Day 1: Not that simple, really
RSS is the standard podcasts use for distribution. It stands for, among other things, “Really Simple Syndication”. I had a hunch going into this project that this wouldn’t be a super accurate name. An early survey backs that up.
The first thing I did was to update my code to print every tag (but not their properties etc) in a tree form. I hoped this would help me get my bearings in the format, and it did help.
// ---8<--- snip
let mut buf = Vec::new();
let mut depth = 0;
loop {
match reader.read_event_into(&mut buf) {
Ok(Event::Empty(tag)) => {
for _ in 0..depth { print!("\t") }
println!("{}", String::from_utf8_lossy(tag.name().0));
},
Ok(Event::Start(tag)) => {
for _ in 0..depth { print!("\t") }
println!("{}", String::from_utf8_lossy(tag.name().0));
depth += 1;
}
Ok(Event::End(_)) => {
depth -= 1;
}
Ok(Event::Eof) => break,
_ => (),
};
buf.clear();
}
// ---8<--- snip
This gave me the following output (when run with my hard-coded feed URL)
rss
channel
title
link
pubDate
lastBuildDate
ttl
language
copyright
webMaster
description
category
category
category
category
category
category
category
category
category
category
category
generator
docs
image
url
title
link
width
height
description
atom:link
itunes:new-feed-url
itunes:author
itunes:type
itunes:category
itunes:image
itunes:explicit
itunes:owner
itunes:email
itunes:name
itunes:subtitle
itunes:summary
media:copyright
media:thumbnail
media:category
podcast:guid
podcast:podping
podcast:locked
item
guid
title
pubDate
link
description
enclosure
itunes:title
itunes:subtitle
itunes:episodeType
itunes:duration
author
itunes:author
itunes:summary
itunes:image
media:content
podcast:transcript
content:encoded
item
guid
---8<--- snip
So, we do have a lot of itunes namespaced tags, as I suspected. But they mostly
seem to be metadata about the podcast, rather than something important like the
file itself. I know from previous work that the file URL is an attribute on enclosure.

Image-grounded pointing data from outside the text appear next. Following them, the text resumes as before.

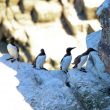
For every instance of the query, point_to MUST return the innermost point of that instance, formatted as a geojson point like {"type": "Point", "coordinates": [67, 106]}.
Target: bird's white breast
{"type": "Point", "coordinates": [82, 61]}
{"type": "Point", "coordinates": [66, 62]}
{"type": "Point", "coordinates": [40, 61]}
{"type": "Point", "coordinates": [12, 50]}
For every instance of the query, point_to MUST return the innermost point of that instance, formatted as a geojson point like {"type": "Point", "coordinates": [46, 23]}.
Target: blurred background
{"type": "Point", "coordinates": [50, 24]}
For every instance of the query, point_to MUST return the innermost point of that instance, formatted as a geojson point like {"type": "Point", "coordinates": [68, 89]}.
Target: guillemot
{"type": "Point", "coordinates": [12, 50]}
{"type": "Point", "coordinates": [66, 60]}
{"type": "Point", "coordinates": [80, 60]}
{"type": "Point", "coordinates": [40, 59]}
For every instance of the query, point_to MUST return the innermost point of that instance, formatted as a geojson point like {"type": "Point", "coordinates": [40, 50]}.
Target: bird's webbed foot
{"type": "Point", "coordinates": [83, 70]}
{"type": "Point", "coordinates": [9, 58]}
{"type": "Point", "coordinates": [13, 60]}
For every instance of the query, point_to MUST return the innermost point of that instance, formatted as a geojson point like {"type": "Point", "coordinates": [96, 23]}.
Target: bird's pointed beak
{"type": "Point", "coordinates": [73, 48]}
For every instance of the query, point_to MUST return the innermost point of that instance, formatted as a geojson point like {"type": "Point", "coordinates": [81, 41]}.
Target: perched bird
{"type": "Point", "coordinates": [12, 50]}
{"type": "Point", "coordinates": [40, 59]}
{"type": "Point", "coordinates": [66, 60]}
{"type": "Point", "coordinates": [80, 60]}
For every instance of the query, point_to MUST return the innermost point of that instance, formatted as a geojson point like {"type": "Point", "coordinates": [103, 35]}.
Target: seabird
{"type": "Point", "coordinates": [40, 59]}
{"type": "Point", "coordinates": [80, 60]}
{"type": "Point", "coordinates": [66, 60]}
{"type": "Point", "coordinates": [12, 50]}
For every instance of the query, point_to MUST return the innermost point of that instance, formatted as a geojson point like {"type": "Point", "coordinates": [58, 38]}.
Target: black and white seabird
{"type": "Point", "coordinates": [12, 50]}
{"type": "Point", "coordinates": [40, 59]}
{"type": "Point", "coordinates": [66, 60]}
{"type": "Point", "coordinates": [80, 60]}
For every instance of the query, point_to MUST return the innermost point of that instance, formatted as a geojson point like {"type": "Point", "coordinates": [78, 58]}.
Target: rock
{"type": "Point", "coordinates": [50, 94]}
{"type": "Point", "coordinates": [15, 9]}
{"type": "Point", "coordinates": [2, 11]}
{"type": "Point", "coordinates": [9, 14]}
{"type": "Point", "coordinates": [24, 19]}
{"type": "Point", "coordinates": [104, 44]}
{"type": "Point", "coordinates": [90, 92]}
{"type": "Point", "coordinates": [12, 2]}
{"type": "Point", "coordinates": [91, 7]}
{"type": "Point", "coordinates": [70, 16]}
{"type": "Point", "coordinates": [7, 28]}
{"type": "Point", "coordinates": [46, 11]}
{"type": "Point", "coordinates": [26, 5]}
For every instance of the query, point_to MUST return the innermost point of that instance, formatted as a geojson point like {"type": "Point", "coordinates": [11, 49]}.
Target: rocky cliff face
{"type": "Point", "coordinates": [36, 24]}
{"type": "Point", "coordinates": [104, 44]}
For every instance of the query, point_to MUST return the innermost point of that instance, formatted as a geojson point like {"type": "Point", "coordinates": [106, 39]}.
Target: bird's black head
{"type": "Point", "coordinates": [68, 50]}
{"type": "Point", "coordinates": [42, 51]}
{"type": "Point", "coordinates": [91, 49]}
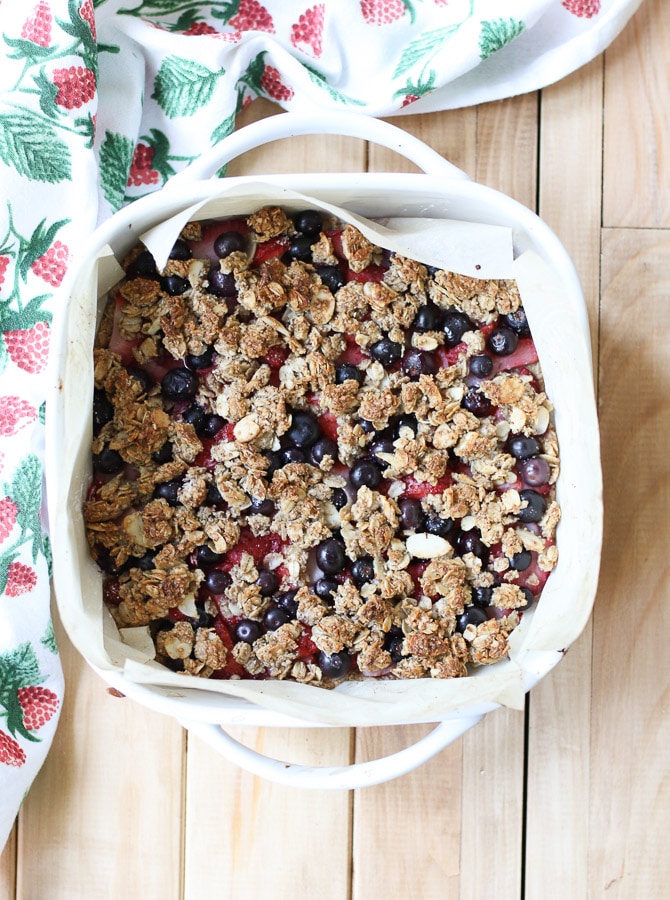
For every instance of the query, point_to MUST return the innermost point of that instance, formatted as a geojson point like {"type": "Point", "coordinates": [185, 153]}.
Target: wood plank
{"type": "Point", "coordinates": [558, 740]}
{"type": "Point", "coordinates": [507, 147]}
{"type": "Point", "coordinates": [492, 774]}
{"type": "Point", "coordinates": [407, 832]}
{"type": "Point", "coordinates": [8, 867]}
{"type": "Point", "coordinates": [630, 726]}
{"type": "Point", "coordinates": [245, 837]}
{"type": "Point", "coordinates": [108, 795]}
{"type": "Point", "coordinates": [637, 121]}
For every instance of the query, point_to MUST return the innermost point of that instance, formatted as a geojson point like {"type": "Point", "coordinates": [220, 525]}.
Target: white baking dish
{"type": "Point", "coordinates": [442, 192]}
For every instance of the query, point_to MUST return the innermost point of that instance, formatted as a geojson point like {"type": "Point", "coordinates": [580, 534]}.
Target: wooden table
{"type": "Point", "coordinates": [569, 799]}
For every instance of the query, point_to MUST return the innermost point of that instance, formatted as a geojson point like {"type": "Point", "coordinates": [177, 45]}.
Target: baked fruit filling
{"type": "Point", "coordinates": [316, 460]}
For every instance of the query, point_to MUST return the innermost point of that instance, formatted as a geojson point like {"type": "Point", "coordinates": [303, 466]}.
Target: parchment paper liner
{"type": "Point", "coordinates": [471, 249]}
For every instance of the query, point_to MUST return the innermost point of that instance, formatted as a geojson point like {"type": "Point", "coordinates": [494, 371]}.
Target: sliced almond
{"type": "Point", "coordinates": [427, 546]}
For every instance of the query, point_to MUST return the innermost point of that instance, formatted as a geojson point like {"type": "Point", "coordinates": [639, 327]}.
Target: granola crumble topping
{"type": "Point", "coordinates": [303, 472]}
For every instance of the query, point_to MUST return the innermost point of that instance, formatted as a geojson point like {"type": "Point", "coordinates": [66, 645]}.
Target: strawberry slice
{"type": "Point", "coordinates": [118, 344]}
{"type": "Point", "coordinates": [417, 489]}
{"type": "Point", "coordinates": [270, 250]}
{"type": "Point", "coordinates": [307, 649]}
{"type": "Point", "coordinates": [258, 547]}
{"type": "Point", "coordinates": [232, 669]}
{"type": "Point", "coordinates": [524, 355]}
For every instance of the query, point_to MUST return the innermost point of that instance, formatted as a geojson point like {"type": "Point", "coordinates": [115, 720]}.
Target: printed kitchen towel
{"type": "Point", "coordinates": [100, 103]}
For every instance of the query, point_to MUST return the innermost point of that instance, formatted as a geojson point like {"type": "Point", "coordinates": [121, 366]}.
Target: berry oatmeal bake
{"type": "Point", "coordinates": [318, 460]}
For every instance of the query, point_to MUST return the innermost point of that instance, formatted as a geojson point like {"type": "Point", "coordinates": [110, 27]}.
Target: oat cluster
{"type": "Point", "coordinates": [276, 350]}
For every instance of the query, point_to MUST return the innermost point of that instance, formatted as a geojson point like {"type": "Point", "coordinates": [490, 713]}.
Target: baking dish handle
{"type": "Point", "coordinates": [285, 125]}
{"type": "Point", "coordinates": [324, 778]}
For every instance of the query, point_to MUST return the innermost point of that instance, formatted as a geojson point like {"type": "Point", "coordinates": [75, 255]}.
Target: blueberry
{"type": "Point", "coordinates": [195, 415]}
{"type": "Point", "coordinates": [229, 242]}
{"type": "Point", "coordinates": [174, 285]}
{"type": "Point", "coordinates": [393, 643]}
{"type": "Point", "coordinates": [502, 341]}
{"type": "Point", "coordinates": [521, 560]}
{"type": "Point", "coordinates": [199, 361]}
{"type": "Point", "coordinates": [386, 351]}
{"type": "Point", "coordinates": [275, 617]}
{"type": "Point", "coordinates": [168, 490]}
{"type": "Point", "coordinates": [330, 556]}
{"type": "Point", "coordinates": [418, 362]}
{"type": "Point", "coordinates": [348, 372]}
{"type": "Point", "coordinates": [248, 631]}
{"type": "Point", "coordinates": [221, 284]}
{"type": "Point", "coordinates": [411, 514]}
{"type": "Point", "coordinates": [206, 556]}
{"type": "Point", "coordinates": [261, 507]}
{"type": "Point", "coordinates": [428, 318]}
{"type": "Point", "coordinates": [180, 250]}
{"type": "Point", "coordinates": [364, 472]}
{"type": "Point", "coordinates": [267, 582]}
{"type": "Point", "coordinates": [291, 454]}
{"type": "Point", "coordinates": [536, 506]}
{"type": "Point", "coordinates": [144, 266]}
{"type": "Point", "coordinates": [454, 326]}
{"type": "Point", "coordinates": [214, 497]}
{"type": "Point", "coordinates": [325, 588]}
{"type": "Point", "coordinates": [300, 247]}
{"type": "Point", "coordinates": [204, 619]}
{"type": "Point", "coordinates": [437, 525]}
{"type": "Point", "coordinates": [323, 447]}
{"type": "Point", "coordinates": [109, 462]}
{"type": "Point", "coordinates": [288, 602]}
{"type": "Point", "coordinates": [335, 666]}
{"type": "Point", "coordinates": [481, 365]}
{"type": "Point", "coordinates": [522, 447]}
{"type": "Point", "coordinates": [473, 615]}
{"type": "Point", "coordinates": [471, 542]}
{"type": "Point", "coordinates": [217, 581]}
{"type": "Point", "coordinates": [103, 409]}
{"type": "Point", "coordinates": [339, 498]}
{"type": "Point", "coordinates": [534, 471]}
{"type": "Point", "coordinates": [331, 276]}
{"type": "Point", "coordinates": [482, 596]}
{"type": "Point", "coordinates": [142, 376]}
{"type": "Point", "coordinates": [363, 571]}
{"type": "Point", "coordinates": [518, 322]}
{"type": "Point", "coordinates": [304, 429]}
{"type": "Point", "coordinates": [309, 221]}
{"type": "Point", "coordinates": [163, 455]}
{"type": "Point", "coordinates": [530, 599]}
{"type": "Point", "coordinates": [212, 425]}
{"type": "Point", "coordinates": [476, 403]}
{"type": "Point", "coordinates": [179, 384]}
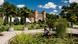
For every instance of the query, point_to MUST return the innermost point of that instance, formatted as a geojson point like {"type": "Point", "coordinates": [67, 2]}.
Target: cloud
{"type": "Point", "coordinates": [54, 12]}
{"type": "Point", "coordinates": [1, 2]}
{"type": "Point", "coordinates": [40, 6]}
{"type": "Point", "coordinates": [71, 1]}
{"type": "Point", "coordinates": [48, 5]}
{"type": "Point", "coordinates": [66, 1]}
{"type": "Point", "coordinates": [59, 7]}
{"type": "Point", "coordinates": [20, 6]}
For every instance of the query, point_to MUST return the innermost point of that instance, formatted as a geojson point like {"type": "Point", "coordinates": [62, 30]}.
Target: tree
{"type": "Point", "coordinates": [70, 12]}
{"type": "Point", "coordinates": [9, 10]}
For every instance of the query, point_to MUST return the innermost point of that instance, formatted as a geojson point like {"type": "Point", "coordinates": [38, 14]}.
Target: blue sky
{"type": "Point", "coordinates": [50, 6]}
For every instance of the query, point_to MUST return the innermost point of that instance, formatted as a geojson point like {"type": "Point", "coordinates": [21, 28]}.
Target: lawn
{"type": "Point", "coordinates": [40, 39]}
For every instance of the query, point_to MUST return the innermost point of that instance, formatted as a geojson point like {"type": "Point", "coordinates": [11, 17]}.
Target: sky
{"type": "Point", "coordinates": [50, 6]}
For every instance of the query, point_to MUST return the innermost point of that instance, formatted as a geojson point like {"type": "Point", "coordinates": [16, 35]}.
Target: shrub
{"type": "Point", "coordinates": [39, 39]}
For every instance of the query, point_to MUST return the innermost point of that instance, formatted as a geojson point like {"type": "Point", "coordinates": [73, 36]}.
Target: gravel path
{"type": "Point", "coordinates": [8, 35]}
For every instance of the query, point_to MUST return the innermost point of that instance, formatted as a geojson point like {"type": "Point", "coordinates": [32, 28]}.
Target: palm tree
{"type": "Point", "coordinates": [9, 10]}
{"type": "Point", "coordinates": [68, 11]}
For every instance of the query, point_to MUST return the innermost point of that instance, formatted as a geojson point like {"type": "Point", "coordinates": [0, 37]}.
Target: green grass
{"type": "Point", "coordinates": [18, 27]}
{"type": "Point", "coordinates": [39, 39]}
{"type": "Point", "coordinates": [1, 21]}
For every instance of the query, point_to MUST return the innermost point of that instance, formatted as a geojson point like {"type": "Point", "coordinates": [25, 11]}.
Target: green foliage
{"type": "Point", "coordinates": [35, 26]}
{"type": "Point", "coordinates": [39, 39]}
{"type": "Point", "coordinates": [61, 26]}
{"type": "Point", "coordinates": [3, 28]}
{"type": "Point", "coordinates": [70, 13]}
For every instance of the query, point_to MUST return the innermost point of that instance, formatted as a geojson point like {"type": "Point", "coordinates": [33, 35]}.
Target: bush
{"type": "Point", "coordinates": [39, 39]}
{"type": "Point", "coordinates": [3, 28]}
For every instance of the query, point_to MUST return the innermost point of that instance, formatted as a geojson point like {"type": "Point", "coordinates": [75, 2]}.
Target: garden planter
{"type": "Point", "coordinates": [11, 29]}
{"type": "Point", "coordinates": [25, 28]}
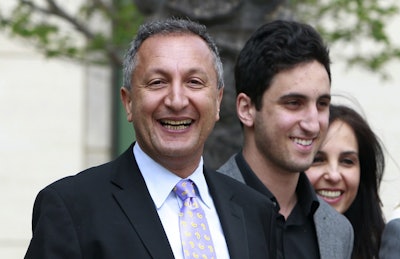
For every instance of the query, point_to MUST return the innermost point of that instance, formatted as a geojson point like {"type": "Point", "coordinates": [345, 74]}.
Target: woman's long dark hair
{"type": "Point", "coordinates": [365, 213]}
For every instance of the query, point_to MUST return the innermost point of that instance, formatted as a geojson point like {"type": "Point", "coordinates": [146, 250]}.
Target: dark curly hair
{"type": "Point", "coordinates": [365, 213]}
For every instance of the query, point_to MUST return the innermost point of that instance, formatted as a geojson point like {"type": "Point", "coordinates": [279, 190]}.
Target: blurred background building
{"type": "Point", "coordinates": [58, 117]}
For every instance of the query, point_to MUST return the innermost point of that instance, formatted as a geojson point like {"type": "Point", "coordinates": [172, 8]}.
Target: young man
{"type": "Point", "coordinates": [132, 206]}
{"type": "Point", "coordinates": [283, 95]}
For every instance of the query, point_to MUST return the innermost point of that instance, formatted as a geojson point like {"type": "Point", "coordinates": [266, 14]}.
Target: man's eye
{"type": "Point", "coordinates": [195, 83]}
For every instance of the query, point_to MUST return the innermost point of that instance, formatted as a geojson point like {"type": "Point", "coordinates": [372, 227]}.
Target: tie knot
{"type": "Point", "coordinates": [185, 189]}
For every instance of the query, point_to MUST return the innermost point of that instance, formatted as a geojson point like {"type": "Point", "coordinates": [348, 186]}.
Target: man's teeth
{"type": "Point", "coordinates": [329, 194]}
{"type": "Point", "coordinates": [176, 125]}
{"type": "Point", "coordinates": [303, 142]}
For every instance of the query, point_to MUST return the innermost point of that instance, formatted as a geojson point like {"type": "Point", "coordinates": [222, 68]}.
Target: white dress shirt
{"type": "Point", "coordinates": [160, 183]}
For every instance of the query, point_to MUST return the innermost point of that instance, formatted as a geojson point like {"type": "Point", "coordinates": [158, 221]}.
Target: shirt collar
{"type": "Point", "coordinates": [160, 181]}
{"type": "Point", "coordinates": [307, 198]}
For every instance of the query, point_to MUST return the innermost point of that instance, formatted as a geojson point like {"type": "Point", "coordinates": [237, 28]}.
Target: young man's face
{"type": "Point", "coordinates": [293, 120]}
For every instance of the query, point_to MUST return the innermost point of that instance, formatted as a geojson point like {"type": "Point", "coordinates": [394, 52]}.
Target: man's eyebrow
{"type": "Point", "coordinates": [325, 96]}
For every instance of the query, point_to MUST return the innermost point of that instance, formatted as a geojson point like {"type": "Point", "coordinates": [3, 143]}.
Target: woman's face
{"type": "Point", "coordinates": [335, 172]}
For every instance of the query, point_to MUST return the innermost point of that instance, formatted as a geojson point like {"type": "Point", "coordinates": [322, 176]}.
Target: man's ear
{"type": "Point", "coordinates": [219, 100]}
{"type": "Point", "coordinates": [127, 102]}
{"type": "Point", "coordinates": [245, 110]}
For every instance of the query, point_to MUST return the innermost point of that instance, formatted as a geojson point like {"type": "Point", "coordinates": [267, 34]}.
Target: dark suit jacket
{"type": "Point", "coordinates": [390, 242]}
{"type": "Point", "coordinates": [107, 212]}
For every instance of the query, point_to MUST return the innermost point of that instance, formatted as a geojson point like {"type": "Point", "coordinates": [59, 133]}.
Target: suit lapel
{"type": "Point", "coordinates": [230, 214]}
{"type": "Point", "coordinates": [135, 201]}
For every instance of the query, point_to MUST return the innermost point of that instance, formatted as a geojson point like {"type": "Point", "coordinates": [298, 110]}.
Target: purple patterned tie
{"type": "Point", "coordinates": [195, 235]}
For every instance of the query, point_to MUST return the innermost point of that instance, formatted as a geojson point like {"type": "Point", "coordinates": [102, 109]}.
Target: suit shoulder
{"type": "Point", "coordinates": [89, 177]}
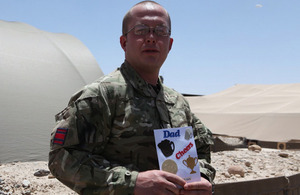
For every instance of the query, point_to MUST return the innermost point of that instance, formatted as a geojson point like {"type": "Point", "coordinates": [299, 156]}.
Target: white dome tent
{"type": "Point", "coordinates": [39, 71]}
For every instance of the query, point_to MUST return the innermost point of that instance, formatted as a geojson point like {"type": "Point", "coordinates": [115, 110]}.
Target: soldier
{"type": "Point", "coordinates": [103, 142]}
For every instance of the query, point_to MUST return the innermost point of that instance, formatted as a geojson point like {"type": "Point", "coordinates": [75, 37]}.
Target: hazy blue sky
{"type": "Point", "coordinates": [217, 43]}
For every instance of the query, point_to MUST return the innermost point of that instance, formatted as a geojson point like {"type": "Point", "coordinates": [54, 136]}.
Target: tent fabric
{"type": "Point", "coordinates": [259, 112]}
{"type": "Point", "coordinates": [39, 71]}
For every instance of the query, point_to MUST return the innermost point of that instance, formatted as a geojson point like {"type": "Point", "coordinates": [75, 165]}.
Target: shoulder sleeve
{"type": "Point", "coordinates": [77, 142]}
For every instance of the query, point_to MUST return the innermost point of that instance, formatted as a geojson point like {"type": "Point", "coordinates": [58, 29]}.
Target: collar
{"type": "Point", "coordinates": [137, 82]}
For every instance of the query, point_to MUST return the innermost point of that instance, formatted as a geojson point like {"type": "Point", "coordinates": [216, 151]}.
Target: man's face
{"type": "Point", "coordinates": [146, 53]}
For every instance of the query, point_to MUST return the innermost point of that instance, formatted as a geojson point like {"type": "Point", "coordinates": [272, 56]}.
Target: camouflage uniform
{"type": "Point", "coordinates": [107, 133]}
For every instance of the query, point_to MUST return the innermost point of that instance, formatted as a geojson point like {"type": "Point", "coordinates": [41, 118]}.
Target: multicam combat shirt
{"type": "Point", "coordinates": [104, 137]}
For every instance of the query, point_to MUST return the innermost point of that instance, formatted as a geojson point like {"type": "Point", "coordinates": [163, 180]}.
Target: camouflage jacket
{"type": "Point", "coordinates": [104, 137]}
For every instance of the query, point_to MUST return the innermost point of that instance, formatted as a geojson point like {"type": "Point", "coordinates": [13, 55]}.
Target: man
{"type": "Point", "coordinates": [103, 142]}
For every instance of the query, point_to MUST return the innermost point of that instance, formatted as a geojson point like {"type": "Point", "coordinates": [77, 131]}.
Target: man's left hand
{"type": "Point", "coordinates": [202, 187]}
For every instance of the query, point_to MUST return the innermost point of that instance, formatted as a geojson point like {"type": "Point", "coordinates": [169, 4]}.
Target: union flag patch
{"type": "Point", "coordinates": [60, 136]}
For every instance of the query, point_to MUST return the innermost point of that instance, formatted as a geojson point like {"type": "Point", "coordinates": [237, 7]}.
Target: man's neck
{"type": "Point", "coordinates": [150, 77]}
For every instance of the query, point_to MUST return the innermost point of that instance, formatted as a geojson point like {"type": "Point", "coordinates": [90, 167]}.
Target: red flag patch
{"type": "Point", "coordinates": [60, 136]}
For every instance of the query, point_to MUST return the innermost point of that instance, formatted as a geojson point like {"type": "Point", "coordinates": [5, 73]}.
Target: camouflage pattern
{"type": "Point", "coordinates": [110, 135]}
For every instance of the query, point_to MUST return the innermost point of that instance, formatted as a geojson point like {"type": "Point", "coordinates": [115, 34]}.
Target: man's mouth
{"type": "Point", "coordinates": [150, 51]}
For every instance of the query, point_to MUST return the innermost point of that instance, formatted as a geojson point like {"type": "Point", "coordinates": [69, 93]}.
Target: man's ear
{"type": "Point", "coordinates": [123, 41]}
{"type": "Point", "coordinates": [170, 44]}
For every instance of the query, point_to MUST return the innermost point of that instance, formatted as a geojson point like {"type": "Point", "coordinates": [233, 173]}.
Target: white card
{"type": "Point", "coordinates": [177, 153]}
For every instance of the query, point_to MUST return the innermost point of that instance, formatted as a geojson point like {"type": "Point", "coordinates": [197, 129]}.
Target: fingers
{"type": "Point", "coordinates": [202, 185]}
{"type": "Point", "coordinates": [195, 192]}
{"type": "Point", "coordinates": [175, 179]}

From what I know about XML, it is supposed to be eXtensible, with different bodies defining
their own namespaces, all of which can live together in a single document. I suspect itunes
is one such namespace that Apple defined when integrating podcasts into iTunes (adding
things like images, descriptions, etc.).
Historical matters
Now to that great bastion of knowledge: Wikipedia! The Wikipedia page for RSS has a good overview of the format, and importantly, how it has evolved. I see that there are two family trees: the 1.x “RDF” branch, which sounds like it emerged from the broader semantic-web movement (fun!), and the 2.x “UserLand” branch, a supposedly simplified version initially advocated for by the author of a popular RSS reader. The RDF/1.0 branch is older (predictably), and apparently RSS originally stood for “RDF Site Summary”.
There’s an interesting story about accidental standards-capture (if that’s the term), where UserLand was so popular that its behaviour (eg. allowing HTML embeds) became a defacto standard. Reminds me of Mastodon, in a way. RSS and all.
Per a rather ancient survey, it sounds like the UserLand/2.x branch is more popular, but doesn’t fully dominate the landscape. I am also sympathetic to a lot of the semantic web’s goals, so I wouldn’t want to exclude it anyway. It was nice of them to keep off each others’ toes with the version numbers.
I also happen to know that Atom is a thing, supposedly an even simpler standard. The feed I’m
testing with contains exactly one tag in the atom namespace. Maybe it is just an additional schema
you can add to other RSS documents?
Well, that’s all the time I have today. Tomorrow, we read the specs! Or at least get a conceptual overview.